According to U.S. treatment guidelines, the need for 200 mg a day of Norvir (contained in Kaletra) and the higher rate of gastrointestinal side effects compared to other PIs using 100 mg Norvir, make Kaletra an alternative (instead of “preferred”) drug for treatment-naïve people. It is on the preferred list for pregnancy and pediatrics along with boosted Reyataz, but data from 2012 adds to concerns about a link to premature births with Kaletra and other Norvir-boosted PIs (Sibiude, J et al. Premature delivery in HIV-infected women starting protease inhibitor therapy during pregnancy: Role of the ritonavir boost?

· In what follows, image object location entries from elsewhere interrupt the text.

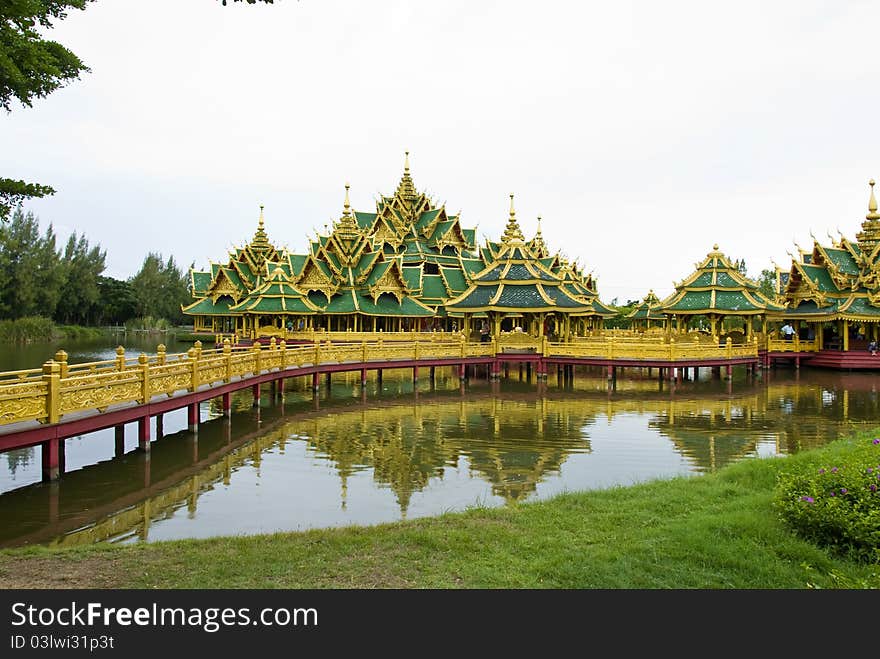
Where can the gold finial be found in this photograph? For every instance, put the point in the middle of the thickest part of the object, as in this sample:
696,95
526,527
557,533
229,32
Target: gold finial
872,204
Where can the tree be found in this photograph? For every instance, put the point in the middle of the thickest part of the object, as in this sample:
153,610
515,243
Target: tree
31,274
32,67
117,302
160,288
83,266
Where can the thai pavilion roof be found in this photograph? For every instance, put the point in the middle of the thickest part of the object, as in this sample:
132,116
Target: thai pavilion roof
717,287
647,309
840,280
276,296
516,281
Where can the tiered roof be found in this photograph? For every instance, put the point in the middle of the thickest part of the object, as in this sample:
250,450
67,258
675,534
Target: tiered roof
717,287
648,309
841,280
407,259
517,280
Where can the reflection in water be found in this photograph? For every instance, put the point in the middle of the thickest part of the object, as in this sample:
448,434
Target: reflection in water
348,455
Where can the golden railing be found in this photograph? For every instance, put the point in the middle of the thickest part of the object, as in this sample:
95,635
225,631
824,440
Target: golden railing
615,348
794,345
59,388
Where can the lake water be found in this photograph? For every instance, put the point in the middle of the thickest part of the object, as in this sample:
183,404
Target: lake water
394,450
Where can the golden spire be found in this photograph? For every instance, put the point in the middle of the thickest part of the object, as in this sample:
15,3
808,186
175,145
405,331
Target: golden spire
539,247
347,227
872,204
512,232
406,188
261,240
869,236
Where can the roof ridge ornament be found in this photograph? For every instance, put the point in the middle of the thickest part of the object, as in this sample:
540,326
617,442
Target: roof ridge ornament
872,204
512,232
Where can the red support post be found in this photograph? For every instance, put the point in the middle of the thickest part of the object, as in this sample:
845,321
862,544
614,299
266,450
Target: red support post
51,469
144,434
193,417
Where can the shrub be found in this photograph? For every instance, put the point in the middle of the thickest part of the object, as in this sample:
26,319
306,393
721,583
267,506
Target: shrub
27,329
836,503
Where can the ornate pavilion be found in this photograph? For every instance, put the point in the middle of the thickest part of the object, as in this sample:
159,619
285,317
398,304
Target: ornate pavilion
832,291
717,290
395,269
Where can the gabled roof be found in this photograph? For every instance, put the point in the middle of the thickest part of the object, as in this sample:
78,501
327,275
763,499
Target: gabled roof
716,286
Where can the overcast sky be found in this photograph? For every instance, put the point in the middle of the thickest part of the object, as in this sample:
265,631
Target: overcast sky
642,132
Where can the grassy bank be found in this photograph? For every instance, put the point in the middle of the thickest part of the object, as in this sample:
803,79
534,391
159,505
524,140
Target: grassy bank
717,531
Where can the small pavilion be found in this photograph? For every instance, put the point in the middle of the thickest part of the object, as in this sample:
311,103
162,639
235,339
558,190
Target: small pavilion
717,290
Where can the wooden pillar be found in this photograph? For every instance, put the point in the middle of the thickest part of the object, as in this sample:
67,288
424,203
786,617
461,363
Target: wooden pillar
120,440
144,433
51,469
193,417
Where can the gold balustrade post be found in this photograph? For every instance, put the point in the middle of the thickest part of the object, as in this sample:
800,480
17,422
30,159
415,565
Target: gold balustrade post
227,354
146,394
61,358
192,354
52,378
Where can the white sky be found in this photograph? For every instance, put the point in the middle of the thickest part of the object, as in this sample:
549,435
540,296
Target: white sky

Clinical Infectious Diseases, 2012 May 1; 54:1348). Four tablets once daily can increase side effects, especially diarrhea. Taking with food and anti-diarrheal medicine helps lessen diarrhea. Kaletra should not be taken once a day by children under 18. Solution cannot be given to premature babies until 14 days after their due date because it contains propylene glycol. See package insert for more complete information on potential side effects and interactions.

Doctor’s comments

Lopinavir is a PI that requires boosting and is available only in the form of Kaletra. The co-formulation is both its advantage and disadvantage: Taking combined lopinavir and ritonavir prevents you from taking one without the other, but it also means you’re stuck taking four pills and 200 mg of ritonavir a day, twice what you’d take with better-tolerated Prezista (darunavir) or Reyataz (atazanavir). Kaletra causes more gastrointestinal and lipid effects than those two drugs, which is why its use has been gradually falling off. In addition, its co-formulation advantage won’t be unique much longer, since we’re expecting darunavir/cobicistat and atazanavir/cobicistat combination pills soon.
—JOEL GALLANT, MD, MPH

Activist’s comments

This was the first boosted and co-formulated PI combination. Kaletra was another game changer as it formalized boosting in a simplified regimen (although the original formulation has changed) for PIs at a time when many were trying to get away from PI-based regimens. Although Kaletra causes lipid abnormalities and a number of GI side effects, it reigned over the PI market for quite a while. Today Kaletra is used less frequently, although many have been on Kaletra for more than a decade and continue to use it successfully. It is still listed as a preferred PI for use in pregnancy.